Blank dice allow for the opportunity to write words for articulation, directions to follow, actions, words, conversational topics, writing topics, and more! Another set of dice that you can write on come with removable sticky labels so you can use the dice over and over. If you don't want to use the sticky labels, you can write on them with dry-erase markers. They are from Super Duper Publications and called "Blank Dice":

Blank Dice

There are more Dry-Erase Dice sold over at Mayer-Johnson that you can write on as well. These were created by Learning Advantage:

Dry Erase Dice

A bigger cube that you can purchase and write on is called the "Blank Quiz Cube". One cube in the pack of two has a grid on it to write things in the different boxes and the other is completely blank. These are great for tossing as you fill them with air once you are done writing on them! You write with permanent marker on these cubes, so they are not able to be used for more than one thing:

Blank Quiz Cube

If Velcro is your thing, Mayer-Johnson sells "Learning Fun Cubes" in which you can attach pictures with Velcro on the back to re-use the cube over and over!

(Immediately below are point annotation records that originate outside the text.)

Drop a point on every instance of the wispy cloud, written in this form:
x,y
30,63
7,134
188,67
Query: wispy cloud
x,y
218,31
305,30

This is also great to use with PECS that you already have Velcro on!

Learning Fun Cube

Yet another way to create your own cube with pictures is via cubes with pockets! Just slide your printed images into the clear pocket on the side of the cube and you're set to go!

Pocket Dice

Two great products that I purchased to use with my students to focus on story-telling are Rory's Story Cubes and Rory's Story Cubes Actions. Both of these products come in a box or a bag with instructions of how to use them. You can use all of the dice or as few as you want when playing with them. Roll the dice and create a story based on the items or action words in the pictures. These are great for expressive language skills! Rory's Story Cubes also are available via an application for the iPod/iPad!

Rory's Story Cubes

Rory's Story Cubes app

An app that is similar to the Rory's Story Cubes app is Story Dice by Thinkamingo. With this application you can shake or tap the screen to get new dice to create a story. Another application that is by Thinkamingo that involves dice is Name Dice. This is helpful for choosing random names for a story. Two dice are rolled on screen and land on a first and last name. Both of these applications are great for expressive language, literacy, and writing skills!

Story Dice app

Don't want your dice to roll off of the table? There are products, printables, and Pinterest ideas (oooo all three start with the letter "P"!) for that! Super Duper Publications makes a product called "Dice Dude" in which the dice are rolled in a man's head. This product is motivating for students and lots of fun!

Dice Dude

An idea I found on Pinterest from Beyond the Grade's blog was purchasing small Tupperware-like containers and placing dice in them to roll:

Dice in a Container

Finally, Sparklebox made great printable mats showing children where to roll their dice (on the table, not the floor). These mats are great for a place for students to aim for as well as a great reminder. I printed some and laminated them:

Sparklebox Dice Mat

Last but not least, some dice apps include:

  • Rory's Story Cubes
  • Story Dice
  • Name Dice
  • Photo Dice
  • Make Dice
  • Undecided
  • Board Game Tools

Go ahead and start rolling the dice with these great ideas (but don't let the dice fall off the table!)!